Furthermore, two of the current three Dubois County commissioners are Republican. So are five of the seven county councilmen. So are the county treasurer, surveyor, clerk and judge of the circuit court. No local Republicans to vote for? Nonsense. Not only are there Republicans in Dubois County, but having the best GOP candidates possible is important in the county because control is hotly contested: Democrats hold 10 county offices while Republicans hold 11. Dubois County is certainly no place to be a secret “lifelong” Republican; they needed overt, active ones.
 
Let me make this clear: I welcome Democrats who want to become Republicans or vote Republican. In my successful races, crossover Democrats repeatedly helped me survive erosion of Republicans who were angry with me for one thing or another. I’ve helped recruit multiple Democrats to the Republican Party. Two of the more unique examples were Democrat Congressman Rodney Alexander of western Louisiana and Mayor Terry MacDonald of New Haven, Ind. While we were in Libya as part of the first congressional delegation to meet with Qaddafi, Rodney confided to me that he was thinking of switching to the Republican Party. His grandfather had been an official in FDR’s administration and his family tradition was entirely within the Democrat Party. We became friends and I did what I could to assist his transition. Soon after his switch, I went to his district where we met with all the law enforcement officials in one part and then held a meth hearing in another.

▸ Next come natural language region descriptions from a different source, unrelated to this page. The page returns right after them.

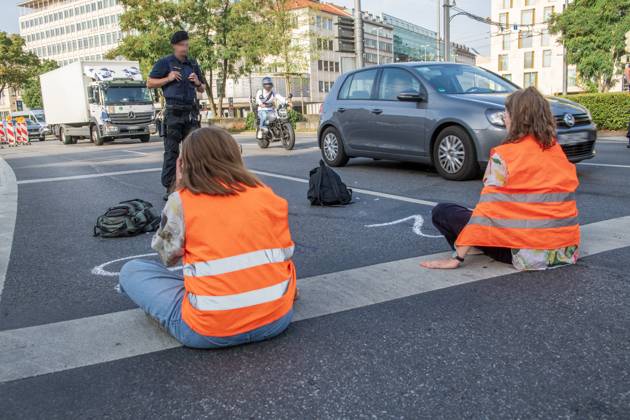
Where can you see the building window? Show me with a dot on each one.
(530, 79)
(545, 39)
(503, 62)
(547, 58)
(527, 17)
(504, 20)
(528, 60)
(525, 39)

One of many Democrats who became Republicans in my congressional district during my time in Congress was my good friend, Terry McDonald. He helped me organize New Haven for my 1994 campaign. He was motivated initially by the pro-life issue. After I won, I received a call from the multiple-term Republican Mayor Lynn Shaw, who was furious with me. Terry had filed as a Democrat to run against him and he blamed it on me. Terry won and kept winning (he’s still the mayor). Only he switched to the Republican Party. I am a strong advocate of expanding the party and then fighting about any differences among ourselves. 
 
But Congressman Alexander and my friend Nathan Deal (former congressman and now Republican governor of Georgia who became vice-chair of my subcommittee after he, too, switched parties), Mayor McDonald, Judge Michael Kramer of Noble County and the many other friends who’ve switched parties did not have the unmitigated gall to claim they had been “lifelong Republicans.”
 
Mike Braun’s earlier campaign ads were brilliant. Frankly, he is an impressive guy. As recently as two weeks ago, Diane and I were both leaning his direction. Then he began touting this blatant, easily verifiable lie about being a “lifelong Republican.” I naively thought he had switched parties for reasons beyond political ambition. And then in defense of his being a lifelong Democrat, he trashed the very Republicans who have worked so hard in Dubois County and southern Indiana.
 
His $5 million may get him the GOP nomination, but he sure won’t get our votes. 

Souder is a former Republican congressman from Indiana.